What a great tribute to your Dad, Jan. He sounds like an amazing man.

Mary said...

Maybe if you try really hard you might be able to love your dad. Just kidding, of course.
Beautiful tribute.

Jane Kennedy Sutton said...

I think a wonderful tribute like this is one of the nicest gifts a father could receive.

Jemi Fraser said...

I certainly hope your dad reads this. It's lovely - I can feel the love, honesty and respect reaching out from your words. Wonderful :)

L. Diane Wolfe said...

He sounds wonderful! And I hope he reads this post as well.

Mason Canyon said...

A very loving and moving tribute to your dad. He sounds like a very inspiring man.

Mason
Thoughts in Progress

Jan Morrison said...

thanks all you goils! He is a dandy dad and he'll read both this post and the one I did on my other blog. He always reads my blog - that's why I try and behave myself!!

Stacy Post said...

I like the new look, Jan! (I've been reading your posts in Google Reader.) I love that you call your dad, Daddio. That's a term of endearment in our home too. Fathers have a profound influence on daughters, no doubt about it!

Watery Tart said...

Nice to have internalized something helpful from your parent, rather than just the 'what the hell are you wearing' messages.

And I've figured out how we're going to meet in person. London is only about 2.5 hours from here. Next time you visit your dad, you let me know.

Jan Morrison said...

Thanks Stacy - I know I've been fiddling around a bit - kind of like moving furniture when I should be uh...writing...but I think I'll stick with this one for awhile.
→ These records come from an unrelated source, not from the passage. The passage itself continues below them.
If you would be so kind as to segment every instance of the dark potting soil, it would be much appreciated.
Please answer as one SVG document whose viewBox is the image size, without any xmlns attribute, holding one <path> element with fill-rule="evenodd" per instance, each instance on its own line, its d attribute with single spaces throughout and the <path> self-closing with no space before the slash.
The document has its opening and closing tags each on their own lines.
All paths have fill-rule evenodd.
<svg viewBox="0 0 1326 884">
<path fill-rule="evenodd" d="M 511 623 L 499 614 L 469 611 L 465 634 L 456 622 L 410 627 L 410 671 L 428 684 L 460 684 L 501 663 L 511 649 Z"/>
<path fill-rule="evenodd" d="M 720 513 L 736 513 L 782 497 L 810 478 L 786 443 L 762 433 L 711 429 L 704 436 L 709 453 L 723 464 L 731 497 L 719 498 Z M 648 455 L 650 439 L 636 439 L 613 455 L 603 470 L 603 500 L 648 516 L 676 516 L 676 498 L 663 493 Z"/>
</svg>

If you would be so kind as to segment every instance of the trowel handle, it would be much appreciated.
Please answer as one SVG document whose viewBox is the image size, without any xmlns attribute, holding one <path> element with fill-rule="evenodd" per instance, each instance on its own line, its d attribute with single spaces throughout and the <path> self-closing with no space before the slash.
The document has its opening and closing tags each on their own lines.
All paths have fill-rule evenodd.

Tartlette- that would be wonderful. We're going as far as T.O. this summer but alas alack rather filled up family time of weddings etc...
I so want to meet up with you! 2 1/2 hours? I could go half way and you could and oh what a yack we'd have!

Elizabeth Spann Craig/Riley Adams said...

Great post! He sounds like a fantastic dad and writer...I love the idea of the "View from the Back Pew!"